Cantabria, también, tiene en situación crítica sus costas. La ONG ha analizado 5 puntos negros en 284 kilómetros de costa. En esta provincia, aproximadamente el 50% de los estuarios han sido modificados por la acción humana.
Con 10 puntos negros, casi la mitad de la costa de Cataluña (700 kilómetros) se encuentra ya urbanizada. A esta costa enladrillada se le suman en 2008 la proyección de 6.000 nuevos amarres deportivos.
Ceuta y Melilla, poseen respectivamente un punto negro. Ambas presentan un elevado índice de ocupación de su territorio, (35,4% en Ceuta y 53,3% en Melilla).
Para la Comunidad Valenciana, con 518 kilómetros de costa, los grandes desarrollos turísticos (especialmente Marina d'Or Golf y el Manhattan de Cullera), el aumento de puertos deportivos y el problema de la contaminación se reflejan en 11 puntos negros.

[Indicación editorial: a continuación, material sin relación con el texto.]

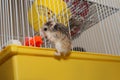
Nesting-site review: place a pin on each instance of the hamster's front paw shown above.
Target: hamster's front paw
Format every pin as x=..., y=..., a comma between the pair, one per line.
x=57, y=54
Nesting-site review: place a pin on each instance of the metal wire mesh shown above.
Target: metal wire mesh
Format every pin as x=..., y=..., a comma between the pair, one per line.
x=93, y=26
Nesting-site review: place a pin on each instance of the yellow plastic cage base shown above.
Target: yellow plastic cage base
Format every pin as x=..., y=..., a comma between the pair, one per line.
x=30, y=63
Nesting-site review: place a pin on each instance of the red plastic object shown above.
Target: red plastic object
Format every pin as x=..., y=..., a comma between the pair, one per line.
x=33, y=41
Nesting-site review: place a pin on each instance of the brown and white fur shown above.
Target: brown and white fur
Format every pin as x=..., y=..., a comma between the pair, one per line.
x=58, y=34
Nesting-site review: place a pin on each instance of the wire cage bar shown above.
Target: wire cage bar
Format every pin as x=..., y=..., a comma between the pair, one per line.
x=93, y=26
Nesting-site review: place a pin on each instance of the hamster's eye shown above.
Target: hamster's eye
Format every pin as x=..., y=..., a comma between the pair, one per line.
x=45, y=29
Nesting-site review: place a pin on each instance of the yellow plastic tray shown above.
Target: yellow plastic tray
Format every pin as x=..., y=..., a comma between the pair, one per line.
x=43, y=9
x=29, y=63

El País Vasco cuenta con 5 puntos negros repartidos en 246 kilómetros de costa, destacando los problemas de contaminación. Las cifras hablan por sí solas: el 33% de las industrias metalúrgicas más contaminantes se encuentran en esta región.
Galicia, con 1.498 kilómetros de costa y 19 puntos negros, plantea triplicar su oferta de amarres para embarcaciones en los próximos años y desfigurar su costa con granjas de acuicultura. La contaminación de sus rías es uno de los aspectos más negativos.

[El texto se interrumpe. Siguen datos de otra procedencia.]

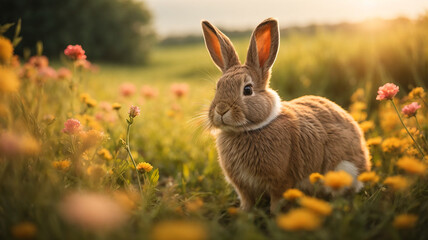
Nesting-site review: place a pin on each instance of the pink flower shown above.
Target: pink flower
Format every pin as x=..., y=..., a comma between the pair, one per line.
x=64, y=73
x=83, y=63
x=75, y=52
x=134, y=111
x=47, y=73
x=387, y=91
x=71, y=126
x=411, y=109
x=179, y=89
x=39, y=61
x=127, y=89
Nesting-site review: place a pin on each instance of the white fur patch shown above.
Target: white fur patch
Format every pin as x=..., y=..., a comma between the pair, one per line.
x=276, y=110
x=350, y=168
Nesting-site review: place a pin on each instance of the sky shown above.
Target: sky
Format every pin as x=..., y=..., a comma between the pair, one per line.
x=181, y=17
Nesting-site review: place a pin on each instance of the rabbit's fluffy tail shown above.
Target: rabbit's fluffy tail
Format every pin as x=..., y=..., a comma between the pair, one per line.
x=350, y=168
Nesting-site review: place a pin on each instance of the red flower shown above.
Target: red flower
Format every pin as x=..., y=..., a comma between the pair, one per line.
x=411, y=109
x=387, y=91
x=75, y=52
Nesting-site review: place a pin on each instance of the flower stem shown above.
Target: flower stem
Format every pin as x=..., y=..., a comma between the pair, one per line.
x=130, y=155
x=420, y=130
x=401, y=120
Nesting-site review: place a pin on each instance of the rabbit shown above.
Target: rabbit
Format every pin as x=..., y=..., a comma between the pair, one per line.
x=266, y=145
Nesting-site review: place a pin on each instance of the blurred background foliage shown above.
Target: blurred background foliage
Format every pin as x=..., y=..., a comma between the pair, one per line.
x=112, y=30
x=333, y=60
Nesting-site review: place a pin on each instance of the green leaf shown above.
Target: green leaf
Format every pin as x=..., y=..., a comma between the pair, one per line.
x=154, y=178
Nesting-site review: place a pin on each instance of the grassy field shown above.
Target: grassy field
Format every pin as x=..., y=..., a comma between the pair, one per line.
x=60, y=182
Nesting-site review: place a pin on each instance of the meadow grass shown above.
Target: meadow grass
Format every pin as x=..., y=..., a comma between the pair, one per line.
x=47, y=176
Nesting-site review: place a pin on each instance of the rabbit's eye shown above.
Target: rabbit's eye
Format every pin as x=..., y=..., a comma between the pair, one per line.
x=248, y=90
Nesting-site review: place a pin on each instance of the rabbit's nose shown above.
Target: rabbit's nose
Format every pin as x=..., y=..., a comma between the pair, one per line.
x=222, y=108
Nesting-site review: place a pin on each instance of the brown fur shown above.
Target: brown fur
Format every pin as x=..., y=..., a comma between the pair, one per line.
x=266, y=146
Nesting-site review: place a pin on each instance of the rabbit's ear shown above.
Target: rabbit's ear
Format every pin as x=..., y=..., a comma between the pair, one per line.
x=264, y=46
x=220, y=47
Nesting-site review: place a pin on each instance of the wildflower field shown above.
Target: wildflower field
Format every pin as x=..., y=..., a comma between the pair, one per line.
x=102, y=151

Con 1.428 kilómetros de litoral, Baleares acumula el 12% de la oferta total de amarres del Mediterráneo. Greenpeace ha seleccionado 7 puntos negros. Canarias, con 1.583 kilómetros de costa y 10 puntos negros ha visto florecer en los últimos años los casos de corrupción, con 118 personas implicadas en irregularidades urbanísticas.
En los 274 kilómetros de costa de la Región de Murcia se analizan 7 puntos negros en una comunidad autónoma en la que desde 1987 la construcción ha aumentado un 200% y se desprotegen espacios naturales para construir complejos turísticos como Marina de Cope.
El mayor problema el salvaje de urbanismo
Según Greenpeace, "el mayor problema de nuestras costas sigue siendo el urbanismo. Muchos ayuntamientos han puesto todo su afán en convertir en suelo urbanizable el mayor porcentaje posible de su territorio, incluidos espacios naturales protegidos, para llenar sus arcas sin preocuparse por construir ciudades habitables".
Además alerta que en algunos puntos de la costa, los elevados niveles de contaminación alcanzan cotas alarmantes: los polos químicos de Huelva y Tarragona o las rías gallegas.
Los ecologistas demandan la aplicación de la Ley de Costas, terminar la delimitación del dominio público, eliminar las construcciones ilegales en el litoral y conservar los espacios costeros. Asimismo, insta al nuevo Ministerio de Medio Ambiente a que comience su andadura derribando el hotel construido ilegalmente en El Algarrobico (Almería), convertido en símbolo de la degradación costera de este país.